The other visual scenes involve the motif of a poison letter fluttering down into a crowd. They are quite ironic because there's a kind of beauty to the way the letter comes down so slowly and gracefully, swaying back and forth in the wind like a leaf falling off a tree. As everyone knows what it is, once it hits the ground, the fun is in seeing who can avoid the urge to pick it up and unleash the poison. The best of these scenes takes place in the church with the Priest declaring, "But God, in his infinite mercy, has turned away the scourge" only to have a letter float down from the gallery when he looks up to the heavens in praise.

After the town falsely persecutes Marie Corbin and The Raven resurfaces, Remy decides to take the investigation into his own hands. Normally, this would make Remy the hero, but it only accentuates the similarities between Remy and the now primary suspect Denise, who have both been altered and shaped in many ways by a previous trauma. Remy believes he's doing the right thing, absolutely, and that's all that matters. Clouzot takes this opportunity to have other characters confront him with his preconceptions. In the absence of facts, he relies on supposedly clever deductions for his proof, much like The Raven does for his accusations, and begins to look creepier by the minute.

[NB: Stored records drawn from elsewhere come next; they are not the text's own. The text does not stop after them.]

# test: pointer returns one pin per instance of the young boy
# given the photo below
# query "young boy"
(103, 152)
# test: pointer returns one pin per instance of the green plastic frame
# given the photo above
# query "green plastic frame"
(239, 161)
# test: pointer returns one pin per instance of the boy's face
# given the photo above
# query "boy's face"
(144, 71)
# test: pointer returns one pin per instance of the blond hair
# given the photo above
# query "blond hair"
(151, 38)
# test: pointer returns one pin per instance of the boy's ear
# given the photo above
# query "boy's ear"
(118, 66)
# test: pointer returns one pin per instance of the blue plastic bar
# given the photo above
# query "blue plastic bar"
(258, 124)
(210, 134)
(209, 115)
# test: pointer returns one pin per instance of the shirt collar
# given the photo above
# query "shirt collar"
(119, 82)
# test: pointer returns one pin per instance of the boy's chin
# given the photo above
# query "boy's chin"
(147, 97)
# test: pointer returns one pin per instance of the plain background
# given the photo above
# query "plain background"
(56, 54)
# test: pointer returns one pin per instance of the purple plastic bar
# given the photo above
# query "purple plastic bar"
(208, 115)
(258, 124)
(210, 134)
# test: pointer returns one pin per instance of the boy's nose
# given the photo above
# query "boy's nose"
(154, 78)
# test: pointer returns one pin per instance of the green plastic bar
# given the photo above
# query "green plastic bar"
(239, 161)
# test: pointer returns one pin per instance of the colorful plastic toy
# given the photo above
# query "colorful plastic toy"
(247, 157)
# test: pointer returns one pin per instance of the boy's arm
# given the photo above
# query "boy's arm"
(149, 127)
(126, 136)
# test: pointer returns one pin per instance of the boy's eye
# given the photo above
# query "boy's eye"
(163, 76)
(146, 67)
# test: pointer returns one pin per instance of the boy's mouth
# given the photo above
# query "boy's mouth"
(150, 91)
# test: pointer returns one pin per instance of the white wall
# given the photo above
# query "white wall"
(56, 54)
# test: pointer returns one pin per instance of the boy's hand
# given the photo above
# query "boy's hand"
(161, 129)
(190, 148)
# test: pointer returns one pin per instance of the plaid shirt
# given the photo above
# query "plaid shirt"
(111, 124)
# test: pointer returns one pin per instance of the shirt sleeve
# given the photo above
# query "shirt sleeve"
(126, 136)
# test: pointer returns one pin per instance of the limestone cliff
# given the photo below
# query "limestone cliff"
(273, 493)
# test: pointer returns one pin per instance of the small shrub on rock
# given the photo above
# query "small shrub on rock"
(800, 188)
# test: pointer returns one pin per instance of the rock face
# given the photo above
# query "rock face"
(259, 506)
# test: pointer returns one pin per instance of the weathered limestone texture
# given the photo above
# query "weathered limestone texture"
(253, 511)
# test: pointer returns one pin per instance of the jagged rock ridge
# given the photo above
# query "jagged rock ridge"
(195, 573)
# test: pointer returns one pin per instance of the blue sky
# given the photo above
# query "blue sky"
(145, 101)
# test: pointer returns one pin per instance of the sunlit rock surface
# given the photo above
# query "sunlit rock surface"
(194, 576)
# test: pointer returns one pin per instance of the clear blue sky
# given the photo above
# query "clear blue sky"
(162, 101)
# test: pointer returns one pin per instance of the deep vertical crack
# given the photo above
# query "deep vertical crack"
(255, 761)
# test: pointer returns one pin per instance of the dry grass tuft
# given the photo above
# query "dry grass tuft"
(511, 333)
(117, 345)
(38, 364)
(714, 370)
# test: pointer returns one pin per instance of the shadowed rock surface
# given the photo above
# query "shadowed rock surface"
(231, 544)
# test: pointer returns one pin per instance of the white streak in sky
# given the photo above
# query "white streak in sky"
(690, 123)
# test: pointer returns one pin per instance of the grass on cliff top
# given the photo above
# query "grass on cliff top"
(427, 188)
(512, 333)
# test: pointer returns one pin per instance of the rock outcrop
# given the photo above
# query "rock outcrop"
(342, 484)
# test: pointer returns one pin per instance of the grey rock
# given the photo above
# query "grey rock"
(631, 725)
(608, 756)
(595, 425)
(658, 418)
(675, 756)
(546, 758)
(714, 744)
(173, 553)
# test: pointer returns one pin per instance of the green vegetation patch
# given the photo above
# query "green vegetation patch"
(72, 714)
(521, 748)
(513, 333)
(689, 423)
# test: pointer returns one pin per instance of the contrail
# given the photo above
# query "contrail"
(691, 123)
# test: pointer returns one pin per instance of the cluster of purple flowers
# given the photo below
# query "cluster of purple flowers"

The Raven may be the main caster of dispersion, but the film's message is there's no clear and absolute distinction between good and evil, right and wrong. It suggests The Raven merely gives people an excuse to bring their deep seeded hatred, mistrust, and resentment to the forefront. Cynicism and negativity certainly abound in Clouzot's work, but that seems to mainly be a result of him feeling it's the only way to get people to take an honest look at themselves. As Remy says, "This kind of crisis has a purpose. Like a convalescent after an illness, you come out stronger, more aware. It's horrible to admit, but evil is necessary."